Arılar; allı morlu, ak pembe püren çiçeklerine konup, bal devşirir özenle.
Püren balına doyum olur mu hiç.
Püren balı gömeçleri kızılcık (polen) deposu. Hafif kekremsidir tadı ama, özgün bir baldır püren balı. Yerken, boğazınızın yandığını hissedersiniz biraz.
Varsın inişli çıkışlı olsun duygularımız.
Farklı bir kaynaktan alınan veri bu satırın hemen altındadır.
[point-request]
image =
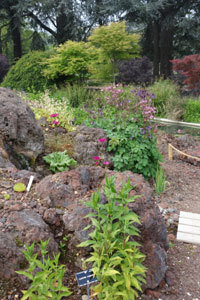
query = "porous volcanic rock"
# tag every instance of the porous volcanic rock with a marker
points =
(11, 258)
(28, 226)
(20, 134)
(68, 189)
(87, 145)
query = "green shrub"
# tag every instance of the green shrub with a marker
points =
(167, 98)
(59, 161)
(44, 106)
(125, 116)
(113, 43)
(160, 180)
(46, 275)
(69, 63)
(26, 74)
(117, 261)
(76, 94)
(192, 111)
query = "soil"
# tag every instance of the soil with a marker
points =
(182, 192)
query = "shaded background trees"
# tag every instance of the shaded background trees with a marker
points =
(168, 28)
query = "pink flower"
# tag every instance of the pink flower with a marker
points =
(53, 115)
(96, 158)
(55, 122)
(102, 140)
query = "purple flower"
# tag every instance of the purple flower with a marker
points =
(55, 122)
(102, 140)
(96, 158)
(54, 115)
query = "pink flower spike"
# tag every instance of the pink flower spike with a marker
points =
(102, 140)
(55, 122)
(54, 115)
(96, 158)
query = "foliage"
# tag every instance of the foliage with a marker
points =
(19, 187)
(125, 116)
(76, 94)
(160, 180)
(167, 99)
(70, 63)
(113, 43)
(189, 67)
(26, 74)
(117, 261)
(47, 282)
(192, 111)
(37, 42)
(59, 161)
(43, 105)
(138, 71)
(4, 67)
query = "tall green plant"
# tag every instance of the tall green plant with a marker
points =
(47, 280)
(113, 43)
(117, 261)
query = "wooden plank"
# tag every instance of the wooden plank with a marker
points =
(188, 215)
(189, 229)
(188, 238)
(191, 222)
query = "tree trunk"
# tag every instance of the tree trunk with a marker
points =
(166, 47)
(156, 48)
(16, 34)
(0, 43)
(65, 24)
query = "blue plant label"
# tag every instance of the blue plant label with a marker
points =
(85, 277)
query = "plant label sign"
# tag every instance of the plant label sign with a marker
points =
(85, 277)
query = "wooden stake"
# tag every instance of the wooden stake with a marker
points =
(170, 152)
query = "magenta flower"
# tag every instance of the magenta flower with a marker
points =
(53, 115)
(96, 158)
(55, 122)
(102, 140)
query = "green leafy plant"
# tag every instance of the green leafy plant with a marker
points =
(26, 74)
(192, 111)
(47, 282)
(59, 161)
(125, 116)
(69, 63)
(160, 180)
(113, 43)
(6, 196)
(117, 261)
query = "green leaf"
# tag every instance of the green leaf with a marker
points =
(110, 272)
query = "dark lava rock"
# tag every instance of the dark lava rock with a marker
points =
(20, 134)
(87, 145)
(70, 188)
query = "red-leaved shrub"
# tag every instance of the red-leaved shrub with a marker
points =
(189, 67)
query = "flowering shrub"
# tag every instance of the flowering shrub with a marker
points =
(125, 116)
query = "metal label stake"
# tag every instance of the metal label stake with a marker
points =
(86, 278)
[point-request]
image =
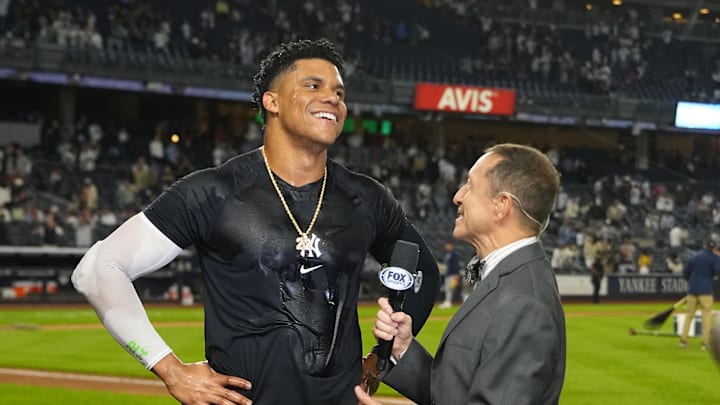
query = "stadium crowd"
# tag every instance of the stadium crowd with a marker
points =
(539, 47)
(81, 182)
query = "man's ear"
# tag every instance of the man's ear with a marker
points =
(270, 102)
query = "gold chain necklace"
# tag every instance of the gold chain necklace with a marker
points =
(304, 243)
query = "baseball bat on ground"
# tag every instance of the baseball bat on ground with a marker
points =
(659, 319)
(634, 331)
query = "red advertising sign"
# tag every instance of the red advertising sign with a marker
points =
(464, 99)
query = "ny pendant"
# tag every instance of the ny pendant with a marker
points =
(308, 246)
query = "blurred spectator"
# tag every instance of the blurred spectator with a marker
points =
(644, 262)
(677, 236)
(89, 195)
(4, 237)
(107, 217)
(616, 212)
(84, 229)
(673, 263)
(4, 7)
(124, 195)
(143, 176)
(5, 193)
(628, 252)
(49, 232)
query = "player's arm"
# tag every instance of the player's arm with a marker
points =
(105, 275)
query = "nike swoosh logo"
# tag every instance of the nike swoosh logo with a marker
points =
(304, 270)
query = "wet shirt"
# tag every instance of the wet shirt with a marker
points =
(284, 319)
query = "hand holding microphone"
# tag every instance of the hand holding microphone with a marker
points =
(397, 278)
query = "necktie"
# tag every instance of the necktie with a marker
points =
(473, 270)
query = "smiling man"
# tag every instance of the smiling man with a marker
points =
(281, 234)
(506, 342)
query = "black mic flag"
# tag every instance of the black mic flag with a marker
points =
(397, 277)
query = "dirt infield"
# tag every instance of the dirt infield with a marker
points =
(125, 385)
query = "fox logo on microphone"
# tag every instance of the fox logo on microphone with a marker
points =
(396, 278)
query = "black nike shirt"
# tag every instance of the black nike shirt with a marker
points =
(283, 319)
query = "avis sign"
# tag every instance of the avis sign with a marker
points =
(464, 99)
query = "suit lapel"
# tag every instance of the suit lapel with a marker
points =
(490, 283)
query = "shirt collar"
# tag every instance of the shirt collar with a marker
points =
(496, 256)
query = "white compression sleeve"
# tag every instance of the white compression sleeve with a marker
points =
(105, 274)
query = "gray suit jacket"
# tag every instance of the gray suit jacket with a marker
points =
(505, 345)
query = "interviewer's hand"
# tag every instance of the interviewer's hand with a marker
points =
(389, 325)
(198, 384)
(364, 398)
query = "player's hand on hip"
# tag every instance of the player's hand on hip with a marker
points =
(393, 325)
(364, 398)
(198, 384)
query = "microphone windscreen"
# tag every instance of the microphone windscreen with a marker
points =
(405, 255)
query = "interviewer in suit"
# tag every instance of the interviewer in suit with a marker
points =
(506, 343)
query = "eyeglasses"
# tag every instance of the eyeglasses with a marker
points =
(530, 217)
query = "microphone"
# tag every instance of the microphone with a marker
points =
(397, 277)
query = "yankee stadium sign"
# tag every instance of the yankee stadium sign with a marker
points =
(464, 99)
(627, 286)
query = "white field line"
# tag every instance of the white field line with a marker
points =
(125, 380)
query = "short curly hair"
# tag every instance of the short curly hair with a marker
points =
(282, 58)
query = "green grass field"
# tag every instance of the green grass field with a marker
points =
(605, 363)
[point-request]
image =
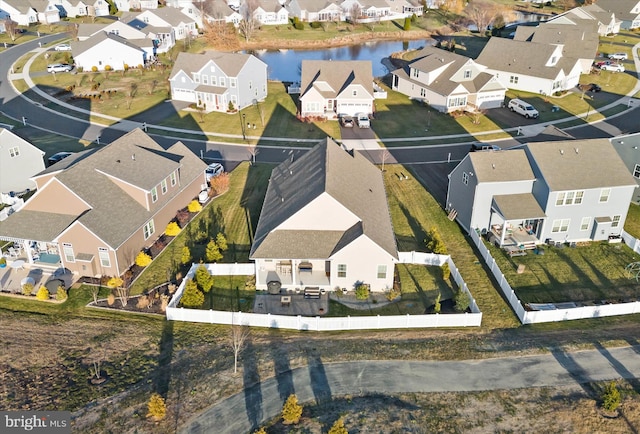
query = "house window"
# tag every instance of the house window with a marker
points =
(569, 198)
(149, 229)
(342, 270)
(103, 253)
(616, 221)
(67, 249)
(560, 225)
(584, 224)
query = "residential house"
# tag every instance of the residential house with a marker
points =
(627, 11)
(219, 11)
(107, 49)
(579, 41)
(530, 66)
(562, 191)
(180, 24)
(95, 213)
(448, 82)
(320, 229)
(365, 10)
(19, 161)
(313, 10)
(332, 88)
(20, 11)
(628, 147)
(267, 12)
(214, 80)
(607, 23)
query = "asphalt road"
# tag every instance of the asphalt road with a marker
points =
(246, 411)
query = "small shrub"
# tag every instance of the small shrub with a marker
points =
(172, 229)
(157, 409)
(27, 289)
(362, 291)
(611, 397)
(143, 259)
(194, 206)
(43, 293)
(61, 294)
(291, 411)
(461, 300)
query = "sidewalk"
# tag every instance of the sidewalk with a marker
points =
(524, 131)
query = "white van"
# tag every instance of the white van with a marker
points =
(523, 108)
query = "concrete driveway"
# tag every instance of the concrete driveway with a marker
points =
(247, 410)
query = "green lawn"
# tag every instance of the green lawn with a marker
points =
(583, 274)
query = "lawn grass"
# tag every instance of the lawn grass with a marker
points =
(234, 213)
(413, 212)
(584, 274)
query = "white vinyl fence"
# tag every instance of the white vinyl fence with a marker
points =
(317, 323)
(554, 315)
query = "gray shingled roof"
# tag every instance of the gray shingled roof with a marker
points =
(520, 57)
(501, 166)
(518, 206)
(230, 63)
(114, 214)
(351, 180)
(580, 164)
(337, 74)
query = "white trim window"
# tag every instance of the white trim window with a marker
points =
(149, 229)
(560, 225)
(382, 272)
(67, 249)
(584, 224)
(103, 254)
(342, 270)
(615, 221)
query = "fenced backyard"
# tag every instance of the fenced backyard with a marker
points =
(612, 301)
(319, 323)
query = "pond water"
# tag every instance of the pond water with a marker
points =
(285, 65)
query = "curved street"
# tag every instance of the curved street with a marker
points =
(246, 411)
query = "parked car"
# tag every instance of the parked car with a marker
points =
(484, 147)
(614, 67)
(59, 67)
(346, 121)
(618, 56)
(523, 108)
(58, 157)
(363, 120)
(213, 170)
(62, 47)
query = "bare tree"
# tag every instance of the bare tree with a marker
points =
(11, 28)
(248, 25)
(239, 335)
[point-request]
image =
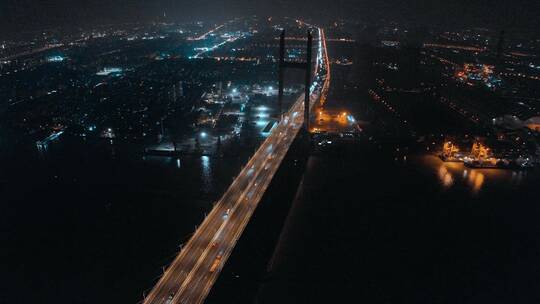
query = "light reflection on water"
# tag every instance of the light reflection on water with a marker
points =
(454, 174)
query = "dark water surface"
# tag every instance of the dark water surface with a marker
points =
(368, 228)
(94, 223)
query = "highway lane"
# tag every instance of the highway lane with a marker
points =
(189, 277)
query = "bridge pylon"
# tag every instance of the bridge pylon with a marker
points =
(306, 66)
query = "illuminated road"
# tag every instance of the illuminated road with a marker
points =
(191, 275)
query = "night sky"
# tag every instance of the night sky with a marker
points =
(16, 15)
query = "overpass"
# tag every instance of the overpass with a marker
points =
(193, 272)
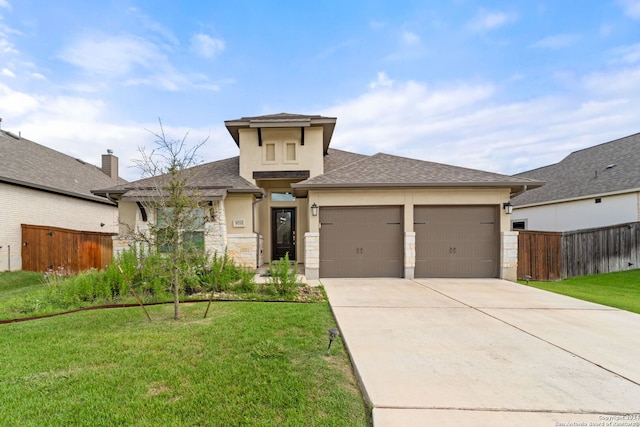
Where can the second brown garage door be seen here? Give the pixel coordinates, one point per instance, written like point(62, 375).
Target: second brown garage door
point(456, 241)
point(361, 241)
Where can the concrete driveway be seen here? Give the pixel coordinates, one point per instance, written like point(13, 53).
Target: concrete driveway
point(487, 352)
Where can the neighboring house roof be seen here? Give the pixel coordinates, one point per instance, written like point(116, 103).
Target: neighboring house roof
point(609, 168)
point(385, 170)
point(283, 120)
point(212, 181)
point(28, 164)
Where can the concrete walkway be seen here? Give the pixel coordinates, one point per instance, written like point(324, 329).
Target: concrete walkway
point(486, 352)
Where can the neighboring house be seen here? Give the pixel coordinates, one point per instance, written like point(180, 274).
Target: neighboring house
point(590, 188)
point(42, 187)
point(344, 214)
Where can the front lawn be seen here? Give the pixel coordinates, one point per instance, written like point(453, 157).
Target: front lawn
point(246, 364)
point(620, 290)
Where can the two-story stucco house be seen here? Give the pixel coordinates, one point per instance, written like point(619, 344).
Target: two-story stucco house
point(344, 214)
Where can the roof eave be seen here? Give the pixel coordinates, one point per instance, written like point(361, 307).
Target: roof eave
point(575, 199)
point(98, 198)
point(459, 184)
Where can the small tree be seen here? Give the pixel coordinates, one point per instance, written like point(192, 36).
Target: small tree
point(171, 192)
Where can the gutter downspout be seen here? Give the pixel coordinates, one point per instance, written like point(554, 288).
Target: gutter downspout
point(253, 227)
point(517, 193)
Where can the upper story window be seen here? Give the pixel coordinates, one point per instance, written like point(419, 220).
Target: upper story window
point(270, 152)
point(290, 151)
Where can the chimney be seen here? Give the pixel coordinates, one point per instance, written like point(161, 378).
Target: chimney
point(110, 164)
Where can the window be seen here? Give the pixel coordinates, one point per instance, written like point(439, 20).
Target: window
point(282, 197)
point(519, 224)
point(192, 230)
point(290, 152)
point(270, 152)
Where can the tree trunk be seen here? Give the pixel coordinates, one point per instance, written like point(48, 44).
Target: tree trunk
point(176, 293)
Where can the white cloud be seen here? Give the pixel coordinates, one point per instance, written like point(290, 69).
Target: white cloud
point(206, 46)
point(410, 38)
point(16, 103)
point(467, 125)
point(7, 47)
point(486, 21)
point(113, 56)
point(557, 41)
point(377, 25)
point(631, 8)
point(628, 54)
point(382, 81)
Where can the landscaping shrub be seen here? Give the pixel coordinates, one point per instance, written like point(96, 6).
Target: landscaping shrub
point(282, 277)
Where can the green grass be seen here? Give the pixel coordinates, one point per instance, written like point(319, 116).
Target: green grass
point(620, 290)
point(19, 283)
point(246, 364)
Eylül geldi, güz geldi, yavaştan güz çiçekleri kıpraşır.
Eylül şiir, güz şair.
Peki ya yaz (ilkbahar)?
Kuşların cıvıl cıvıl ötüştüp, çiçeklerin türül türül tüttüğü, karların çözülüp, suların gürül gürül aktığı; duyguların da tavan yaptığı yazdan (ilkbahardan) daha güzel ne ola ki…
Toprak ısınıp tavlanır, dallar sürgün verir, ağaçlar yaprağa durur, çiçekler açar; doğa büsbütün uyanır.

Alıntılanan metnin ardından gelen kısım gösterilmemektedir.